Phison's booth at Computex 2026 had its new PCIe 6.0 SSD controller, dubbed the X3, on display, with claims of up to 28 GB/s of sequential throughput and 6.8 million IOPS in random read/write workloads. The company also had performance benchmarks for its new DRAM-less PCIe 5.0 SSD controller, the E37T, on display, demonstrating similar performance to its popular flagship E28 controller while sipping nearly half the power, setting the stage for a new wave of power-efficient SSDs that will run cool.
Phison's 16-channel X3 controller is now nearing completion. The firm demoed this same PCIe 6.0 x4 controller at CES on a large test validation motherboard, but now it is finalized enough to be crystallized down into reference SSD designs, signaling it is almost ready for sampling. The company tells us the controller will sample to customers in December, and then ship in volume in mid-2027.
The controller is spec'd to deliver 28 GB/s of sequential read/write throughput and up to a blistering 6.8 million random read/write IOPS. Peak storage capacity weighs in at an incredible two petabytes; yes, 2 petabytes per SSD. Power efficiency is a focus for this controller, with Phison claiming 4 GB/s per watt, which works out to a total power draw of 7 Watts. The controller supports all the latest specs, like NVMe 2.3, OCP v2.6, and a full suite of security features. Phison's two reference designs come in data center-focused E3.S and E1.S form factors, but it's logical to assume that we'll see variants of this in the consumer M.2 form factor in the future.
As you can see in the album above, Phison also has a full suite of PCIe 6.0 redrivers, retimers, and cabling being readied for launch, giving it a robust suite of PCIe 6.0 IP for the next wave of storage devices and systems.
Phison also had its reference SSD design with a DRAM-less PS5037-E37T controller up and running on a laptop.

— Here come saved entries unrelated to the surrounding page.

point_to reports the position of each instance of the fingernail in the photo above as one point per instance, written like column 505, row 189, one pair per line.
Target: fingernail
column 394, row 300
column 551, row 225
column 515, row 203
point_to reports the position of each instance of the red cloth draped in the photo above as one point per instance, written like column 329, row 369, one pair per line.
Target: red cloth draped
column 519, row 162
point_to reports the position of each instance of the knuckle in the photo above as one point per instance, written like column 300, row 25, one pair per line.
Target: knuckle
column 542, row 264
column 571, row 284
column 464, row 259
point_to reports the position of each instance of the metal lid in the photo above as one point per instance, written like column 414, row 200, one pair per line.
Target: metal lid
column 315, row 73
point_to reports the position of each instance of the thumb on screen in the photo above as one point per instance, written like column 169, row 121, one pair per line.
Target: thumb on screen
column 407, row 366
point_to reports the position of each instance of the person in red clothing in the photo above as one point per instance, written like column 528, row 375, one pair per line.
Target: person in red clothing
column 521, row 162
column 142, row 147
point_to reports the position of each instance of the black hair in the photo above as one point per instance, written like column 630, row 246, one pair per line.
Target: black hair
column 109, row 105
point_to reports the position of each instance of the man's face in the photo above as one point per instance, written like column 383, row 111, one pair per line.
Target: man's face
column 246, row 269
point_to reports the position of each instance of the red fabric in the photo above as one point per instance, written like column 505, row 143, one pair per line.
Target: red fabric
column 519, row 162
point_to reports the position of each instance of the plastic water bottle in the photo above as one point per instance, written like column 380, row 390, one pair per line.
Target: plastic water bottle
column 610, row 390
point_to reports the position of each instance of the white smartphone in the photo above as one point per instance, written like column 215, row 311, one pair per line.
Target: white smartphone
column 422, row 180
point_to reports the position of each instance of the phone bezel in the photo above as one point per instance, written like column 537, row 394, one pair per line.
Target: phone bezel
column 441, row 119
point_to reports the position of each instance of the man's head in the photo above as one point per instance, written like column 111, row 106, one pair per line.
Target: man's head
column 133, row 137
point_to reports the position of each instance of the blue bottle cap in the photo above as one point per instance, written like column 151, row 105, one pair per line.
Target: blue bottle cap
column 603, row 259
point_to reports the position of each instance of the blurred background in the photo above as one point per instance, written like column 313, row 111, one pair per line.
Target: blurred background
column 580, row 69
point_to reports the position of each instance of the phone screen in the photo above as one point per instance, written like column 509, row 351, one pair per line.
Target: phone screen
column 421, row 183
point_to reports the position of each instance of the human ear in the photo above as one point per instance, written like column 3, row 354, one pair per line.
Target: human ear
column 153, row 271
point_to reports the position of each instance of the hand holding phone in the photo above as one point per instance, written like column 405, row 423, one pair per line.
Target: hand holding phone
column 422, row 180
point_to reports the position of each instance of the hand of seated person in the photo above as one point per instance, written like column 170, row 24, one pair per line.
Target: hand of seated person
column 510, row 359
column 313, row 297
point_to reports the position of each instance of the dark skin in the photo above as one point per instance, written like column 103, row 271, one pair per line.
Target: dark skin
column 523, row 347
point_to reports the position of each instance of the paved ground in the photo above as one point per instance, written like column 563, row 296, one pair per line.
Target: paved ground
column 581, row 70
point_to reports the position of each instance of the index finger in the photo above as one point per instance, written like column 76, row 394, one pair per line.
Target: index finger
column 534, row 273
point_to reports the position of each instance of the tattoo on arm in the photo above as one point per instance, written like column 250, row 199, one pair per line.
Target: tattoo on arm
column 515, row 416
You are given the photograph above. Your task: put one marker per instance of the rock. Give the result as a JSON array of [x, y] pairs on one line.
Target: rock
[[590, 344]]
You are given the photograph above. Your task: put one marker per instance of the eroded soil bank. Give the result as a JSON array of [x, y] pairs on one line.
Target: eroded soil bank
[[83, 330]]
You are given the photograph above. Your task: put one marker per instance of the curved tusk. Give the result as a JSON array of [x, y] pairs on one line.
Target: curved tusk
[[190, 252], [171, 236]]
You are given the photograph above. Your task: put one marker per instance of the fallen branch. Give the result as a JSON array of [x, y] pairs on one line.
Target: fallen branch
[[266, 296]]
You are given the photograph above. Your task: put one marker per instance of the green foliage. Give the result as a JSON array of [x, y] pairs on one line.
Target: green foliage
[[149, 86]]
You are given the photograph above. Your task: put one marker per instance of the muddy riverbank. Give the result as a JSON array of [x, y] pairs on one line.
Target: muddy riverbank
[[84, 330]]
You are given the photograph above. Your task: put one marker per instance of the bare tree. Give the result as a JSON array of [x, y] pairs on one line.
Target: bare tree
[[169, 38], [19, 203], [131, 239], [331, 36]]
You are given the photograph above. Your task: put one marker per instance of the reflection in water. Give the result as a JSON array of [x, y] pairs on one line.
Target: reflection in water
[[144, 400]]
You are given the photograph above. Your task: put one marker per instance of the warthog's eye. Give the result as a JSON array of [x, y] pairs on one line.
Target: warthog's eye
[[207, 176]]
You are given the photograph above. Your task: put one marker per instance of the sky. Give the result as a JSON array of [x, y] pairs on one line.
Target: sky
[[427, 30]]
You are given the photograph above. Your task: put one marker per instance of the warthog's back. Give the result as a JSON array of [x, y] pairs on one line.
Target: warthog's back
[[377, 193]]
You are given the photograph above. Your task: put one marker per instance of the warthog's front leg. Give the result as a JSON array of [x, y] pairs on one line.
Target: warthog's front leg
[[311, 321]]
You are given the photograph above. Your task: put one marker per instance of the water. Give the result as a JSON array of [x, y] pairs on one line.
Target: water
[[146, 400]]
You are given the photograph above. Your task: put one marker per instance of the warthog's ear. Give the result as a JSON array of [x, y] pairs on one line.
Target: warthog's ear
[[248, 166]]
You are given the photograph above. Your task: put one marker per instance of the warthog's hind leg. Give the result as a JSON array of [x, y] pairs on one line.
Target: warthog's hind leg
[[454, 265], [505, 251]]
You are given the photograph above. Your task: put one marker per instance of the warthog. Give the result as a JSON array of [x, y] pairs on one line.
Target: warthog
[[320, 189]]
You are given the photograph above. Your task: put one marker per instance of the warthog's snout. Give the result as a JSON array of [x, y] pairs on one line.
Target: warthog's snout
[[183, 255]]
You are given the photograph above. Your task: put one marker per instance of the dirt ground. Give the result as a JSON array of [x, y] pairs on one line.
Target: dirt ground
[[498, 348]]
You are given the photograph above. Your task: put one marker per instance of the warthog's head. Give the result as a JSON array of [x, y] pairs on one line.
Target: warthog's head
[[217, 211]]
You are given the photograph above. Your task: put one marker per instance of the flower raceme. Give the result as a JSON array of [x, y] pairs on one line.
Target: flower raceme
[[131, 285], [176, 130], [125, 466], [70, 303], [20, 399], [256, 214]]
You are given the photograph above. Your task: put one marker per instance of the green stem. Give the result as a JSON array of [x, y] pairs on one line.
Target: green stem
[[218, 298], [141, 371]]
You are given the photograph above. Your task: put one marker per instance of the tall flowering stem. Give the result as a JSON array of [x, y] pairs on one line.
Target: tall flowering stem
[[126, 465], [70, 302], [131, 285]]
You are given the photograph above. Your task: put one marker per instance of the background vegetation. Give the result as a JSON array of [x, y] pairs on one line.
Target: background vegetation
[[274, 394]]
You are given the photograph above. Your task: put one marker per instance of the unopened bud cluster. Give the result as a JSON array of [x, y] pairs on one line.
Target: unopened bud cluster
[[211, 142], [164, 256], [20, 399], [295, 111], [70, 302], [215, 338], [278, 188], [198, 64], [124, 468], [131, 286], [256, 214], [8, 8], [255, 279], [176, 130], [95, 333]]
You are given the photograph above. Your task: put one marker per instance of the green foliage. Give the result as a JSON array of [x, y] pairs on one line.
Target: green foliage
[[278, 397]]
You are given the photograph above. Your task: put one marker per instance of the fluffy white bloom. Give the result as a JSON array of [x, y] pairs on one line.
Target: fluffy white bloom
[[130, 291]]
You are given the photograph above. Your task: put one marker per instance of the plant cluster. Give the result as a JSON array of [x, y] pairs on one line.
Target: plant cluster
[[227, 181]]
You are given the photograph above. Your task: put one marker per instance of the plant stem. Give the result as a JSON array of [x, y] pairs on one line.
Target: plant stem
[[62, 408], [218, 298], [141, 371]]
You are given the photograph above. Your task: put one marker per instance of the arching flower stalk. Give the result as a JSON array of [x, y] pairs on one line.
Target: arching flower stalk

The demo sported 14,239 MB/s of sequential read throughput and 12,307 MB/s of sequential write performance, which is roughly equivalent to the speed of its flagship DRAM-equipped E28 controller. The drive is also spec'd to 3 million random read/write IOPS, all of which comes courtesy of 4800 MT/s BiCS NAND. That top-tier NAND isn't available on the market yet, but it is clear that it is headed to shelves soon.
The company says this controller delivers 14.9 GB/s while sipping a mere 4.5W, a full 2.5W less than its flagship DRAM-equipped E28. Naturally, the DRAM-less design will also have cost savings attached, given that the price of any kind of DRAM is currently apocalyptic. The E37T will begin shipping this year.